The Developer Portal zone represents the region containing the collection of Developer Portal servers.

  • Ports 3306, 4567, 4568, 4444, and 30865 are all used to enable communication between the Developer Portal nodes that are in the cluster.
  • Opening port 22 is used to allow communication between the Developer Portal nodes via SSH. Port 22 is an inbound port.
  • All Developer Portal nodes must open ports 443 and 80 so that machines can serve web traffic. Port 443 is an inbound port.
  • All Developer Portal servers must be able to communicate HTTPS content with the external billing service when billing is configured. If you are using Stripe as your external billing service, you must enable HTTPS communication on port 443 with the Stripe API: https://stripe.com/files/ips/ips_api.json.
    Note: API Connect does not support using webhooks with Stripe. You can see a list of the Stripe IP addresses at: https://stripe.com/docs/ips.
  • Port 2443 is an outbound port, and it enables functionality for background synchronization and webhooks. By opening the port, the Developer Portal can get APIs from its associated API Manager.

Common outbound ports

Configure these ports for all servers as appropriate for your enterprise:
  • 25 SMTP (only for Management servers; configurable)
  • 53 DNS (Name resolution)
  • 123 NTP (Clock synchronization)
  • 162 SNMP Traps (currently only for Gateway servers)
  • 389 LDAP (configurable)
  • ICMP (Between Management zone and Developer Portal zone)

Ethernet interface usage

To separate network traffic, you can use two or more Ethernet interfaces on the DataPower appliance on which a Gateway server is installed. For example, you can use one interface for internal IBM API Connect communications, and another for processing incoming API calls.

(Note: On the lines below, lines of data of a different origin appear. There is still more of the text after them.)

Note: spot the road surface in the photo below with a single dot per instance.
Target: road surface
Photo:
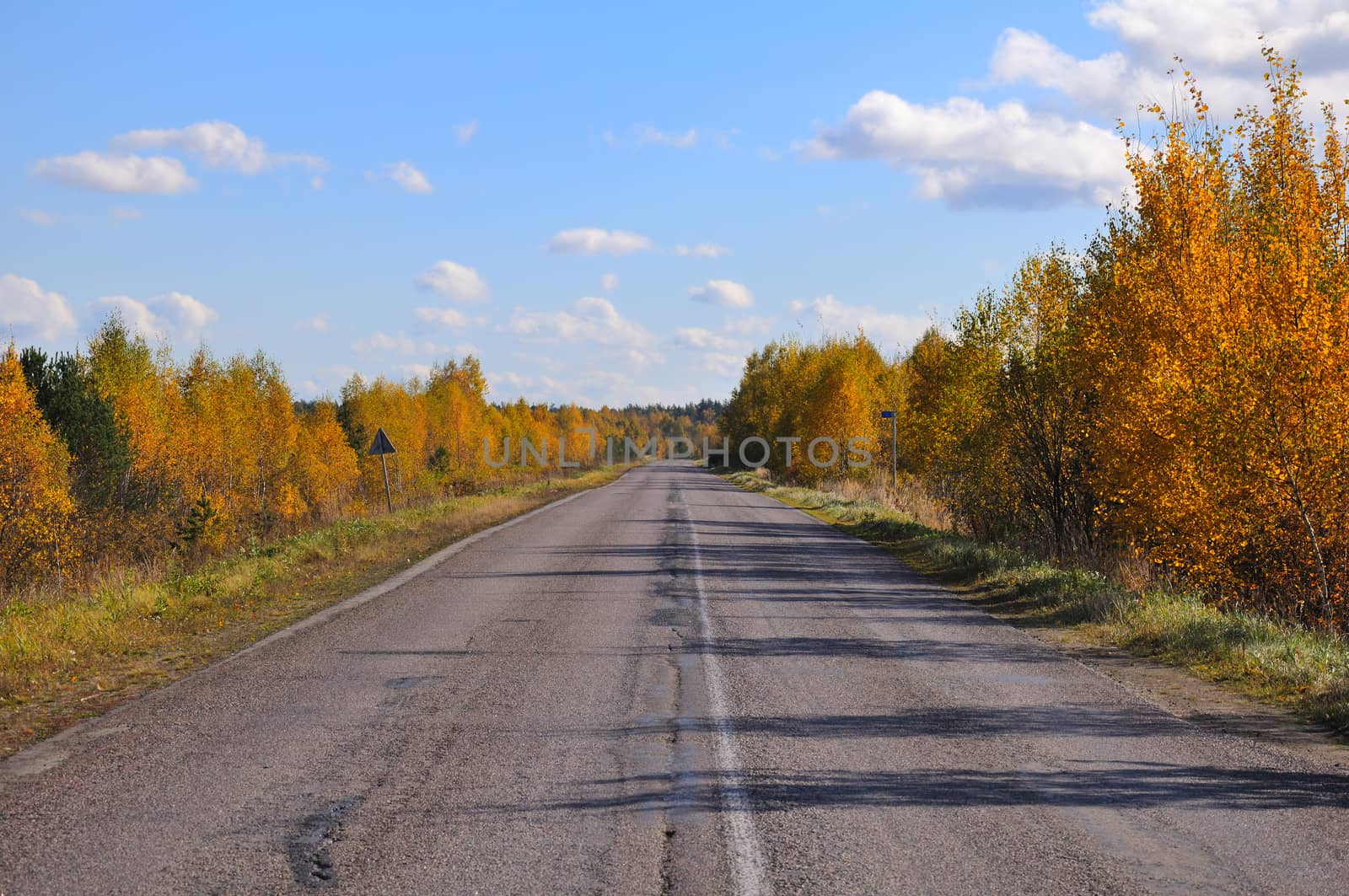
(665, 684)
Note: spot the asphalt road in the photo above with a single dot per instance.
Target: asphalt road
(665, 684)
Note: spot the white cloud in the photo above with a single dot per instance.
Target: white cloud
(885, 330)
(749, 325)
(701, 339)
(593, 240)
(589, 320)
(651, 135)
(1217, 40)
(30, 312)
(451, 318)
(220, 145)
(173, 316)
(701, 249)
(1022, 154)
(722, 363)
(107, 173)
(408, 177)
(37, 216)
(728, 293)
(454, 281)
(969, 154)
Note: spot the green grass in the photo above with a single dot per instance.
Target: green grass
(67, 655)
(1268, 659)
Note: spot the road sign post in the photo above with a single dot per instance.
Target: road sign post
(895, 456)
(384, 447)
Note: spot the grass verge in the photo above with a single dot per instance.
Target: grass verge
(1271, 660)
(64, 657)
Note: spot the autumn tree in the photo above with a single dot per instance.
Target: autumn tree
(37, 536)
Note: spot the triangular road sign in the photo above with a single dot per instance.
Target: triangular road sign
(381, 446)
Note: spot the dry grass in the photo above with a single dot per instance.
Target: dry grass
(69, 655)
(1272, 660)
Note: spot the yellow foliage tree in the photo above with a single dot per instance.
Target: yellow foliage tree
(37, 532)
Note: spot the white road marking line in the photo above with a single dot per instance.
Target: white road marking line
(741, 834)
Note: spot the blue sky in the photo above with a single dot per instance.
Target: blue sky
(375, 192)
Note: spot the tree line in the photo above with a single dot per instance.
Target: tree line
(1178, 390)
(121, 453)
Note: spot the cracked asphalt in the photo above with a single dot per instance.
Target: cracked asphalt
(665, 684)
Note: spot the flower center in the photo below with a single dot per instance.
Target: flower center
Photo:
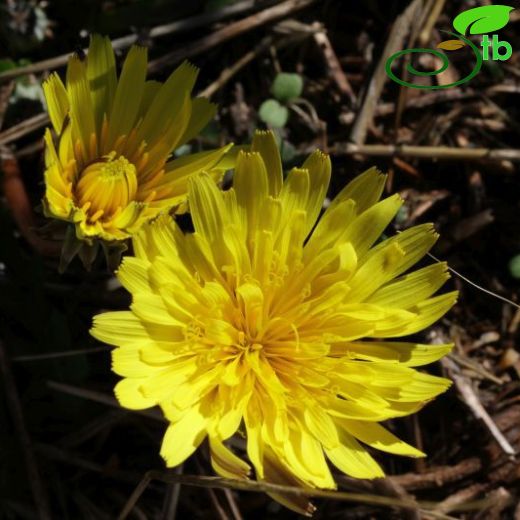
(106, 187)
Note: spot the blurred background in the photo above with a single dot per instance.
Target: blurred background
(314, 71)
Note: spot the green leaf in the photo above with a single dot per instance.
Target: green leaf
(273, 114)
(7, 64)
(288, 152)
(482, 20)
(287, 86)
(451, 45)
(514, 266)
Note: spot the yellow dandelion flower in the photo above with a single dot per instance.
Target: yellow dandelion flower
(110, 170)
(269, 322)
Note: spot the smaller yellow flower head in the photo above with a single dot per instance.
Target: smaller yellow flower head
(111, 169)
(271, 322)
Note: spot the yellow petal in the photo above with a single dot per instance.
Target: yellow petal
(167, 102)
(319, 167)
(81, 110)
(207, 207)
(365, 190)
(129, 394)
(369, 226)
(251, 187)
(412, 288)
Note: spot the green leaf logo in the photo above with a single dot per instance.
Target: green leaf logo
(482, 20)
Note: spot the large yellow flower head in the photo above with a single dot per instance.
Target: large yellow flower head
(110, 170)
(269, 322)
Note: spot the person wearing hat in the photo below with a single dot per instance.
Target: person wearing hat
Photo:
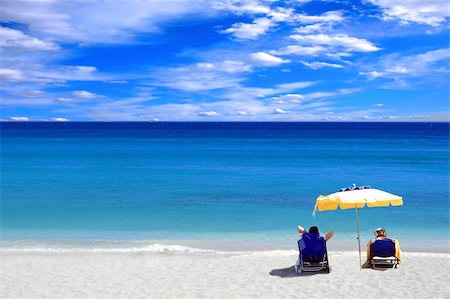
(314, 229)
(380, 234)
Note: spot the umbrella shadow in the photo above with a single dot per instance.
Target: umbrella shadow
(367, 265)
(289, 272)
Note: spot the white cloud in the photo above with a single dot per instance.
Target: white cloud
(232, 66)
(16, 39)
(290, 98)
(426, 65)
(59, 119)
(430, 12)
(19, 118)
(281, 14)
(98, 21)
(298, 50)
(331, 16)
(239, 113)
(279, 111)
(83, 94)
(15, 76)
(64, 100)
(208, 113)
(337, 40)
(31, 93)
(265, 59)
(245, 31)
(286, 87)
(314, 28)
(241, 7)
(317, 65)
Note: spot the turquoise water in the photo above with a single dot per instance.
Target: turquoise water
(218, 181)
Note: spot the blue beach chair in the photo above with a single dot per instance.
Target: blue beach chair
(382, 254)
(313, 256)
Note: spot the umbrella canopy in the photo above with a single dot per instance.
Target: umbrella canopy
(356, 198)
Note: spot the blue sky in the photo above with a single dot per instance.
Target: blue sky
(88, 60)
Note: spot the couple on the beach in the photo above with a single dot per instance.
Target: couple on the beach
(380, 234)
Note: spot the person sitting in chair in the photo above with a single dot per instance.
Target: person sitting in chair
(314, 229)
(380, 234)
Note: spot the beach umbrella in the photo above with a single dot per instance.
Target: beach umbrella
(356, 198)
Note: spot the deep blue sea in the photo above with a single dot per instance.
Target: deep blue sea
(244, 184)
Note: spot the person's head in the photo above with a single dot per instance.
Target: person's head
(314, 229)
(380, 232)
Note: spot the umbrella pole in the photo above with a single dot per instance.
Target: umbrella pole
(359, 241)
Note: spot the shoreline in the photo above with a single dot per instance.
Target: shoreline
(261, 274)
(200, 245)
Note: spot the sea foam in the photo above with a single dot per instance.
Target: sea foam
(153, 248)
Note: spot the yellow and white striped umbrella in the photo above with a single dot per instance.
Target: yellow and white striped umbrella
(356, 198)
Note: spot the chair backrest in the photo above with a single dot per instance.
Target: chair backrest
(382, 248)
(312, 247)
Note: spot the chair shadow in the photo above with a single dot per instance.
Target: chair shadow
(367, 265)
(289, 272)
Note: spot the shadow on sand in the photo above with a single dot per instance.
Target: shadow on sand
(289, 272)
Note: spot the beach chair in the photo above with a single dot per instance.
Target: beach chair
(382, 254)
(313, 256)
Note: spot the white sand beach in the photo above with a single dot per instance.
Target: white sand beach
(263, 274)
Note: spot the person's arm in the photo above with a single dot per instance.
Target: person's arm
(397, 249)
(329, 235)
(368, 250)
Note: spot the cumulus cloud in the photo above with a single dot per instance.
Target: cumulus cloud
(349, 43)
(64, 100)
(245, 31)
(279, 111)
(19, 118)
(241, 7)
(424, 66)
(99, 21)
(31, 93)
(16, 39)
(15, 76)
(288, 98)
(299, 50)
(266, 59)
(330, 16)
(83, 94)
(317, 65)
(430, 12)
(208, 113)
(59, 119)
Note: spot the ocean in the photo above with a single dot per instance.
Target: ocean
(217, 185)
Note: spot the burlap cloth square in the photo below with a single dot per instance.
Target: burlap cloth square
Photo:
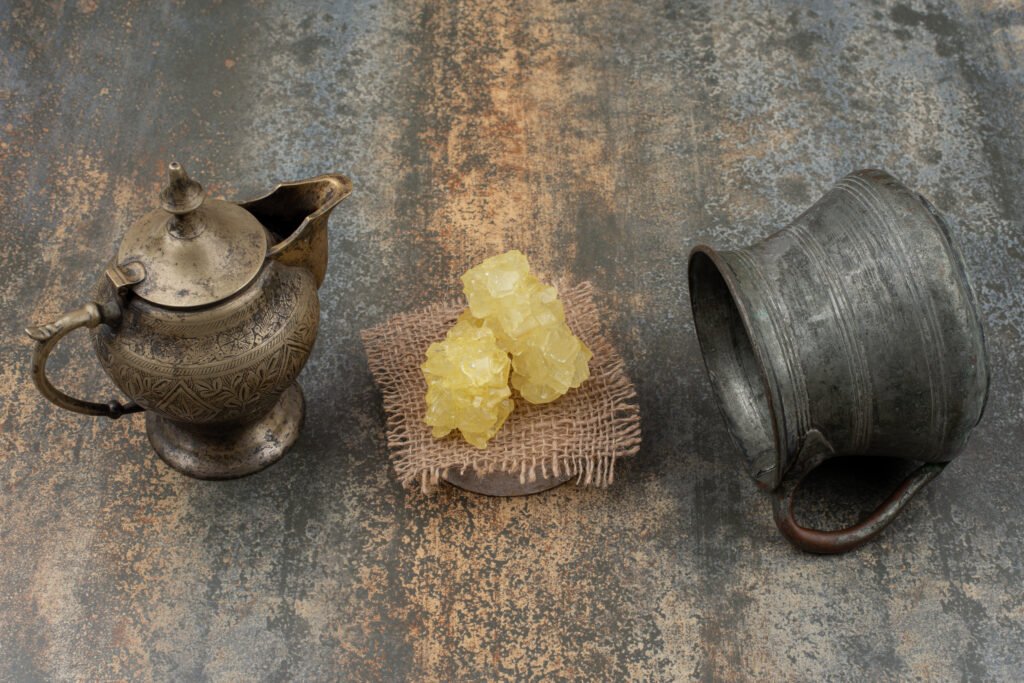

When adding the Gateway server to the cluster in the Cloud Manager UI, specify the name of the interface that is used for processing incoming API calls; consult with your network administrator to ascertain the IP address that receives this traffic, and specify the interface that is configured for that IP address. If you are using a dedicated interface for administrative access, mgt0 for example, you must specify the administrative IP address when adding the Gateway server. For more information, see Adding a Gateway server.

Webhook communication in API Connect

Webhooks are a subscription service, where the Developer Portal sends messages to a Management node to be subscribed to events that occur. The Developer Portal connects to port 443 on the Management server to subscribe to webhooks.

When an event occurs, a Management server contacts the Developer Portal to inform it that the event occurred and proceeds to send the event data. The event data is sent to the Developer Portal on port 2443.